Schroeder has released a report titled “Sustainable investing in Europe, three years of lessons”, which contains two tools for sustainable investing, “Sustain Ex” and “CONTEXT”. Schroder Investment Management Co., Ltd. (Schroder IM) published a Japanese version on March 11 with examples of sustainable investing using both tools and lessons learned.
In SustainEx and CONTEXT, SustainEx assesses a company’s positive or negative impact on society, while CONTEXT assesses opportunities and risks arising from a company’s relationship with its stakeholders. Among them, SustainEx is an original ESG assessment tool developed in 2019 to assess the positive and negative social impacts that companies have on society, which are not reflected in corporate performance. By using both, a sustainability perspective can be incorporated into a range of investment review stages. The firm explained that from its experience over the past three years, the two tools have taught three important lessons for sustainable investing.
The first is Getinge from Sweden, a medical device and life sciences company. When they first turned their attention to the company in the early 2000s, the two tools gave different answers. SustainEx achieved good results against the backdrop of medical supplies and wage levels, while CONTEXT was well below the average of its competitors. “The main reason is that we didn’t have a good relationship with the regulators under the former management team, who were aggressively pushing for cost savings,” Schroeder explained.
Schroeder has worked with Gedginge’s Quality and Regulatory Compliance Officer to respond to FDA warnings about quality control issues and to update quality standards across the organization. I understand that it has been introduced. This new quality standard provides a basis for reviewing business structures, thereby reducing waste and efficiency in the production process. This has also led to a new investment decision-making process that focuses on higher growth areas of the business.
For context, Schroeder said, “I feel that improvements in corporate culture and organizational restructuring have not been properly reflected in share prices. In this context, sustainable investing should not be limited to best-in-class stocks. It also reinforces It is our way of thinking. Transformation, innovation, and major change companies can also be investment targets.” From a sustainable development perspective, the company cited the balance of E (environment), S (social) and G (governance) as It sees its tools as an area of investment decision-making advantage. “Naturally, an environment that is relatively measurable and visible will play a leading role in the topic of sustainability, but due to its good governance and high social awareness, it is forbidden to assume that it is environmentally friendly.”
For example, a manufacturer of wind turbines has high environmental confidence in switching to clean energy and promoting emissions reductions. However, issues related to consistent quality control and future warranty costs, supply chain and raw material issues arise when all stakeholders are considered. In some cases, the lack of management performance is worrying.

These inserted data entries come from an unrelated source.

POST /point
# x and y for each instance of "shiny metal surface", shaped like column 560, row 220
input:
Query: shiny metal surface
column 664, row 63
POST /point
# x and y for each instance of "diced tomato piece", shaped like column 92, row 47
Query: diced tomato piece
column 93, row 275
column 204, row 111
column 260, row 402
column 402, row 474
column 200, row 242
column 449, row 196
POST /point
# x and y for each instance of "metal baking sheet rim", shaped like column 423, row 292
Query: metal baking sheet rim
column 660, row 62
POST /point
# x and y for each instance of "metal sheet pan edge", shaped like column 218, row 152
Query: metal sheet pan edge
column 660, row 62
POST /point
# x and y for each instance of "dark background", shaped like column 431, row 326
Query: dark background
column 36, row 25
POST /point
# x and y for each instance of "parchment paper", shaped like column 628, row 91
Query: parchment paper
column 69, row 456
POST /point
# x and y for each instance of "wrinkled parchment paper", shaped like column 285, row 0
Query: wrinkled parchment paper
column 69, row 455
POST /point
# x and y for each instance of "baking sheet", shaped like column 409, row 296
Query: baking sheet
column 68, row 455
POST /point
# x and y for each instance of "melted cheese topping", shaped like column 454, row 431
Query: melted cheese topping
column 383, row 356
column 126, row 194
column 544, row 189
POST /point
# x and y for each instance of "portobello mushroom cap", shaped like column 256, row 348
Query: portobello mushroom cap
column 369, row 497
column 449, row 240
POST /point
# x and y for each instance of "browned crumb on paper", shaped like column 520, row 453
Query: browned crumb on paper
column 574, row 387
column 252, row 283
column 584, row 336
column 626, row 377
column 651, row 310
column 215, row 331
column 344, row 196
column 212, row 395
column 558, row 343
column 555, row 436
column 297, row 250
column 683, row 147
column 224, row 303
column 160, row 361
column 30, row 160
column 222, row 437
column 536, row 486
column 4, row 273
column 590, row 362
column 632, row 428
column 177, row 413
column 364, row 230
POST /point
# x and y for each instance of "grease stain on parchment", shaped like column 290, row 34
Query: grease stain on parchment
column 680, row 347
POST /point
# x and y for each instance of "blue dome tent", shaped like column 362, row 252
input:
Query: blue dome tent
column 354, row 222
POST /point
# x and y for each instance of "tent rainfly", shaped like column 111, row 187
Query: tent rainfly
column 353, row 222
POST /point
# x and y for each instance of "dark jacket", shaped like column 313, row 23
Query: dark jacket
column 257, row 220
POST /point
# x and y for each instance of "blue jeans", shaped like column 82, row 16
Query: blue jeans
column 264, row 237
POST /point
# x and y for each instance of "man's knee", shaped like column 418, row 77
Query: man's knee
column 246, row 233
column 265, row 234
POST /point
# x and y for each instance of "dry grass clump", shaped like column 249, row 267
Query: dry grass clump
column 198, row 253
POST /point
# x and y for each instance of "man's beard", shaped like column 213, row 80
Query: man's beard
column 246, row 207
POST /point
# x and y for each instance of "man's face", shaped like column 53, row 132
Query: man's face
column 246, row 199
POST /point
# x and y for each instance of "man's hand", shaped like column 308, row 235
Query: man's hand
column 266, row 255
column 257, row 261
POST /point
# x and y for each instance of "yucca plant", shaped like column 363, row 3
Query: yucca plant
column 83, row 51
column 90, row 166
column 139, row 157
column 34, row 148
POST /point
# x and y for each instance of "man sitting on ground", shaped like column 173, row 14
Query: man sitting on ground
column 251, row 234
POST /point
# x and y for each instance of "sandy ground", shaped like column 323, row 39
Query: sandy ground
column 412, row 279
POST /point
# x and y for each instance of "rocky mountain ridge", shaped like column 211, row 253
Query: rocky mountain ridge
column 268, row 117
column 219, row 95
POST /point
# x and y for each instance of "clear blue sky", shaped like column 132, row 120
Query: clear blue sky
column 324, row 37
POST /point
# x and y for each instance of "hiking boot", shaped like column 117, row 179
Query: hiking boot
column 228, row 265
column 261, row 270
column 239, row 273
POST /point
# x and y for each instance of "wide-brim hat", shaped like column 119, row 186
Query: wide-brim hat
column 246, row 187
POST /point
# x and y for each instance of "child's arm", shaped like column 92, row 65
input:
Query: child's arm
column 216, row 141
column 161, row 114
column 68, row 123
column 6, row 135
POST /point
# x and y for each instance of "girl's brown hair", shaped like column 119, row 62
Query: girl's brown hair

“We should reiterate that sustainability is not just about the environment. The ESG debate is evolving, and the Covid-19 disaster has highlighted the vulnerability of labor and supply chains. We focus on sustainability. Even with investment, a focus on inventory levels will support all The right decision.”
Another area where companies and customers can provide added value is engagement activities that encourage company change. You can leverage detailed results from your own sustainability tools and use them as the basis for targeted engagement. From corporate strategy and compensation to climate change, human capital management and contentious responses.
One example is Volkswagen, the German automaker that fell into a governance crisis in 2015. In the case of fraud that came to light as the so-called “dieselgate” case, it was clear that the entire organization was engaging in unsustainable conduct.
While closely monitoring progress, Schroeder’s team of analysts encourages positive change by working with companies at all stages of the process, helping to turn past risks into future opportunities. As a simple change, it allows whistleblowers to use languages other than German. Conversely, there have also been changes in the management of factories in China’s Xinjiang Uyghur Autonomous Region, re-education of all employees involved in electric vehicle manufacturing from machinery production lines to electrical components production lines, organizational restructuring, and non-core assets. “The road to regaining trust is long and steep, but the greatest pain is also the greatest opportunity for change,” the company said.
“The challenge of engagement is finding the right balance. Focusing on what’s most important to the company drives the most meaningful change, while meticulously covering up the germs of future controversies. By learning from past experiences and valuing future engagements Using their attitudes, it will be possible to make highly accurate investment decisions.”